Correspondent: Well, let me try to get on this from another angle. You had mentioned very early on — and I was actually going to bring this up too — the photos that Annie Leibovitz took of Susan Sontag. The Osama bin Laden execution. There was no photo of a dead body. Saddam Hussein’s execution, we do get to see him. Now you write of Leibovitz taking photos of Sontag’s corpse, as we said earlier, quoting David Rieff, who said that she was humiliated posthumously. So the question is, if one doesn’t have the choice of seeing the photos, is it still possible to humiliate the object or the person? Was the decision, for example, to not release the Osama photos a more respectful choice? Or was it possibly something — by not giving Americans the option to humiliate or to not humiliate, maybe it was almost a dishonest choice. What do you think about that?

Koestenbaum: Yeah. I mean, I don’t want to chicken out of a question But I can’t. I don’t know — do I really want to talk about the Osama bin Laden photos? It feels way beyond what I can speak about responsibly in a way.

Correspondent: Even if you were also simultaneously asking us to feel kindness for those who are absolutely terrible as well.

Koestenbaum: Yeah. I mean, the only reason I say I don’t want to — it just seems — just because I wrote this book, it doesn’t mean I feel that I’m an expert on the world’s atrocities or am some extraordinary moral barometer in a way. The question has a lot of responsibility tied into it. As if because I mentioned the Susan Sontag photos in the book, I’m automatically going to have an opinion about the Osama bin Laden photos. Which I don’t. I mean, basically, I don’t have a stand about “Yes, release all photos” or “No, don’t release all photos.” Maybe I don’t understand your question.

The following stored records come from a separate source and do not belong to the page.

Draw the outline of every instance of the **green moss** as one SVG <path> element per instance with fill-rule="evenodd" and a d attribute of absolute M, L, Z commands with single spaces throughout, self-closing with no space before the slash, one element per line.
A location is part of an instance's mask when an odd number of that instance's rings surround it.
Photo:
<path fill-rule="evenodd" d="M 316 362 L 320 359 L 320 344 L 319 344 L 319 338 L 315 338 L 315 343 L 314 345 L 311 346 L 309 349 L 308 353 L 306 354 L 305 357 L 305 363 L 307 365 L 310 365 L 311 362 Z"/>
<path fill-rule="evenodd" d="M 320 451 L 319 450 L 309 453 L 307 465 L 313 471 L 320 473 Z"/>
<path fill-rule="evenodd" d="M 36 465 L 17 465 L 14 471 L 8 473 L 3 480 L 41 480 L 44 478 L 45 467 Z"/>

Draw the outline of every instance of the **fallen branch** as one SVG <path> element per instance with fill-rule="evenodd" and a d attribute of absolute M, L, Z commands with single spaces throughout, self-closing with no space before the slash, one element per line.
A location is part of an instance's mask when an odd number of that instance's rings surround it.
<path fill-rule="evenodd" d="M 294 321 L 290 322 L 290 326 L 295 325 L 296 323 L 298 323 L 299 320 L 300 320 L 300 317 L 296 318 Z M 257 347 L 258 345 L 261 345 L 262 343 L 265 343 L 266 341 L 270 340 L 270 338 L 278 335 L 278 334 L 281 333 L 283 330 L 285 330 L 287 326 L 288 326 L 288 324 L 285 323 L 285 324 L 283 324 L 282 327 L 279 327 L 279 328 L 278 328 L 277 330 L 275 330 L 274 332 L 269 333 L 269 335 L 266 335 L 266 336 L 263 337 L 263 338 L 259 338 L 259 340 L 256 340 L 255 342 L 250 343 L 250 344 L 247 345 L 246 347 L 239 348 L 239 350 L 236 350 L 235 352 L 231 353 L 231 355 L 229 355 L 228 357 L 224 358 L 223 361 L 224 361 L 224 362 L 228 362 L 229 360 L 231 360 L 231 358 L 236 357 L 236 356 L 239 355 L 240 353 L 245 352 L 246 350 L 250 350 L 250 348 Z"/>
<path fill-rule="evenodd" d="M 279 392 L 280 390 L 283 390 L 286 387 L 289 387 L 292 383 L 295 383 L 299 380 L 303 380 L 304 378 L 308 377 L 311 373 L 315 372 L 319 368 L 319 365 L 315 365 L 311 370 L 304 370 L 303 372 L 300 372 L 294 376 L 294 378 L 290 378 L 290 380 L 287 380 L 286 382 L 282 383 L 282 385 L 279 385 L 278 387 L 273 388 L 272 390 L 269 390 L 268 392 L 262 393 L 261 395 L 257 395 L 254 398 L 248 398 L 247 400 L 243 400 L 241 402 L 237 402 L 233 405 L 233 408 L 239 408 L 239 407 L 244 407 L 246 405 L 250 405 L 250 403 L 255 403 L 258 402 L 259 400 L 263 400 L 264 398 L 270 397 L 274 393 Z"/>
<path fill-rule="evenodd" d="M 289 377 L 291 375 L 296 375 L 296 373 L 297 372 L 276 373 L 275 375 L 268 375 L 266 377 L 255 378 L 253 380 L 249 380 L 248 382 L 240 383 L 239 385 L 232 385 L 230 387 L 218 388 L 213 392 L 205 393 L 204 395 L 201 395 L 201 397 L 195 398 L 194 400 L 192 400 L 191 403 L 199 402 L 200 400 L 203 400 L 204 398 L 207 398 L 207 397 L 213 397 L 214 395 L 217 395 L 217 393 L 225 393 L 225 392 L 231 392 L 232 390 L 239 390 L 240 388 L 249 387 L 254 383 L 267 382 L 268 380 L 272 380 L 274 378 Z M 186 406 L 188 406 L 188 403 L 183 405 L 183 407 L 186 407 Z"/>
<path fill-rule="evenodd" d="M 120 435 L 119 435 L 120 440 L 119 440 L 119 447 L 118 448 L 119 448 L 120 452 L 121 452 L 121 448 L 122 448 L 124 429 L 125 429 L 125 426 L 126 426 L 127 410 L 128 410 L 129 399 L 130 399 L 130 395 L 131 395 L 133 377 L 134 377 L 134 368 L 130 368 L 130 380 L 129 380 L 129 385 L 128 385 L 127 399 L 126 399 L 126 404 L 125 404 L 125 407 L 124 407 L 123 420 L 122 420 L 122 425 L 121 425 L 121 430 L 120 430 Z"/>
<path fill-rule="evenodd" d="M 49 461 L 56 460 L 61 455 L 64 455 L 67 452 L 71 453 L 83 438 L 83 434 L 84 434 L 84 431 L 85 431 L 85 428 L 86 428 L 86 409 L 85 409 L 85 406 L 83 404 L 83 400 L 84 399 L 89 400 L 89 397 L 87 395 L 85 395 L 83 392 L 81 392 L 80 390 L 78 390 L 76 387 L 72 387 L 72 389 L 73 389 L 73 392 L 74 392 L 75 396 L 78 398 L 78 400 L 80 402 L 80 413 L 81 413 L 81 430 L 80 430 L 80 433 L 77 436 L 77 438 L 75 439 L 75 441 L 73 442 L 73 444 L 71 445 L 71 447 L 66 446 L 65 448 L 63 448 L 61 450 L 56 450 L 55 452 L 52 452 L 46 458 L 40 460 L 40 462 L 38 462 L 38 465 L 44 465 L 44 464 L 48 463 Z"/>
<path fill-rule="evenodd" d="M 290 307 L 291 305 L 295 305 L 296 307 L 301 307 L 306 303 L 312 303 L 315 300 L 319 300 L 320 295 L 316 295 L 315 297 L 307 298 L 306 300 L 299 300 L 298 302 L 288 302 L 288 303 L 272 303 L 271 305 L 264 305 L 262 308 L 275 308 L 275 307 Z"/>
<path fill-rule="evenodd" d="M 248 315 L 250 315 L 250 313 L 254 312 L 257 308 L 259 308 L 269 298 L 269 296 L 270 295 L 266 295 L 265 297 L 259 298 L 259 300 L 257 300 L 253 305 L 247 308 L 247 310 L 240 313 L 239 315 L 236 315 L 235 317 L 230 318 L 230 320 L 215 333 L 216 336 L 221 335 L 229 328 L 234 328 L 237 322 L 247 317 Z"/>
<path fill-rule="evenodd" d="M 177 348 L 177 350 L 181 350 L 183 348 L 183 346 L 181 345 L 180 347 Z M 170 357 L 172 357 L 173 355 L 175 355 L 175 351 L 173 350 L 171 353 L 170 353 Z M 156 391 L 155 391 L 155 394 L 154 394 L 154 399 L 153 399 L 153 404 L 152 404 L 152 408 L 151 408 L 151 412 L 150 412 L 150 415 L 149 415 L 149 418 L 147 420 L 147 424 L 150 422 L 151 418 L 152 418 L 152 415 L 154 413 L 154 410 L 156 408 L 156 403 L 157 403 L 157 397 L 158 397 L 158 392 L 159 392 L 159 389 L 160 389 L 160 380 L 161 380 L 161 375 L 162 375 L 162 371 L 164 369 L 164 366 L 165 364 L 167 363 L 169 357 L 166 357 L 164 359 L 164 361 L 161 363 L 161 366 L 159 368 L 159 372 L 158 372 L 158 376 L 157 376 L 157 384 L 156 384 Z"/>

Correspondent: Maybe the direct question to ask you is: Is Osama worthy of the same respect if someone is being humiliated as David Rieff suggested of Sontag?

Koestenbaum: Well, is that then the question of, like, “Is it possible to imagine Hitler had a mother and that she loved him?” And that’s again a question way too complicated to know the answer to. Is it possible to include in the human family some of the worst people? And I do say in the book that when I imagine or see a serial killer led to his execution, whimpering, I feel clemency rise within me. Yeah, I have that impulse. I bet you do too, if you’re asking the question. Yeah, I do have that impulse.